As soon as you’re getting the output you expect, go ahead and take a look at the waveform on pin 6. You’ll notice that there’s a nice approximation to a triangle wave coming out there- this is caused by the .01uF capacitor charging and discharging. Our mixing circuit is going to combine this triangle wave with the square wave we got from pin 3 earlier.

The next thing to do is to attach the op amp to pin 6 on the timer. The op amp serves as a buffer, which allows the timer to run without the rest of the circuit loading down its output. This means that by running the output through the buffer, you’ve made it so that no matter how high the resistance of the rest of the circuit, the timer’s output will behave as it should. (Oscium Pro tip: when you place an IC chip down on the board, immediately run power and ground to the appropriate pins, so that you don’t forget to. How many times has an operator spent forever debugging a circuit that otherwise would have worked perfectly, only to find out that they had forgotten to plug in one of the chips!)

Once you’ve run the triangle wave through the buffer, it’s time to start hooking up the potentiometer!
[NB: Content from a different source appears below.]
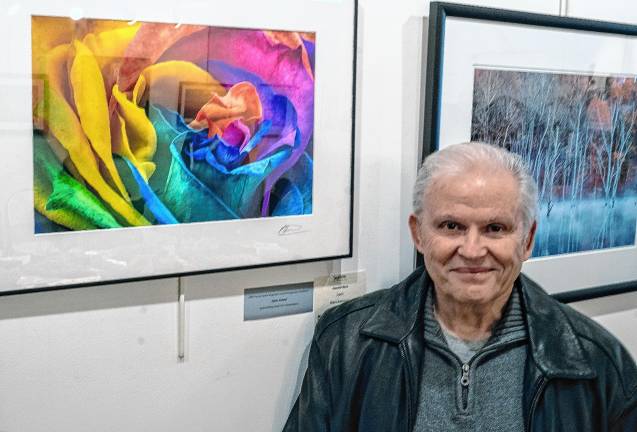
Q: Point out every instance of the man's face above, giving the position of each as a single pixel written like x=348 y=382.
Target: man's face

If you’ve ever worked with an analog potentiometer, you know it’s essentially just a variable resistor hooked up in a voltage divider configuration. By turning a knob on the component itself, you change the ratio of the resistance on either side of the wiper, and thus the output voltage. If you haven’t ever worked with a potentiometer, here’s a quick tutorial to get you caught up. Working with a digital potentiometer is pretty much the same- the potentiometer still has two input pins, P0A and P0B, and the output is still taken from the wiper, P0W. In order to move the wiper, though, rather than turning a knob, your processor needs to send data through the Serial Data In pin on the potentiometer, telling it where the wiper needs to be. In our particular potentiometer, there is a second set of input pins (P1A and P1B) and a corresponding wiper pin (P1W), but for this project, you really only need the one set.

Once you’ve got your potentiometer wired in correctly, you can program the processor to send it signals and move the wiper to where ever you’d like within its range. Here’s a program Oscium put together that moves the wiper to a point given to it by the user. You can set where the wiper points by changing the value of WiperOut to anything between $0000 and $00FF, to change how much of each signal gets through. The coolest looking waveform found was when it was set to $00AA.

You’re not limited to simply setting the wiper and leaving it, though. For example, here’s another program- this one moves the wiper from one side of its range to the other in 8 equal increments. Try changing the number the program adds in line 58. It’s currently adding 32 ($20), which is 1/8 of the wiper’s total range, but if you had it add 21 ($15) instead, for example, each step would be smaller. This means that you’d have 12 points at which to observe the changing waveform, rather than 8, so that the change would appear more gradual.

Since this circuit can take any two signals (between 0 and 5 volts) and mix them, you could replace the inputs from the astable timer with any number of things. If you were to, say, bring in audio from your MP3 player on one channel, and an amplified signal from a microphone on the other, and then run the output signal from the digital potentiometer through some speakers, you’ve got a karaoke machine! Or if you were to hook the line out from your electric guitar into one channel, then you could put any waveform you like on the second channel, and hook the output to your guitar’s amplifier to create cool sound effects. So there you have it, your own digital signal mixer!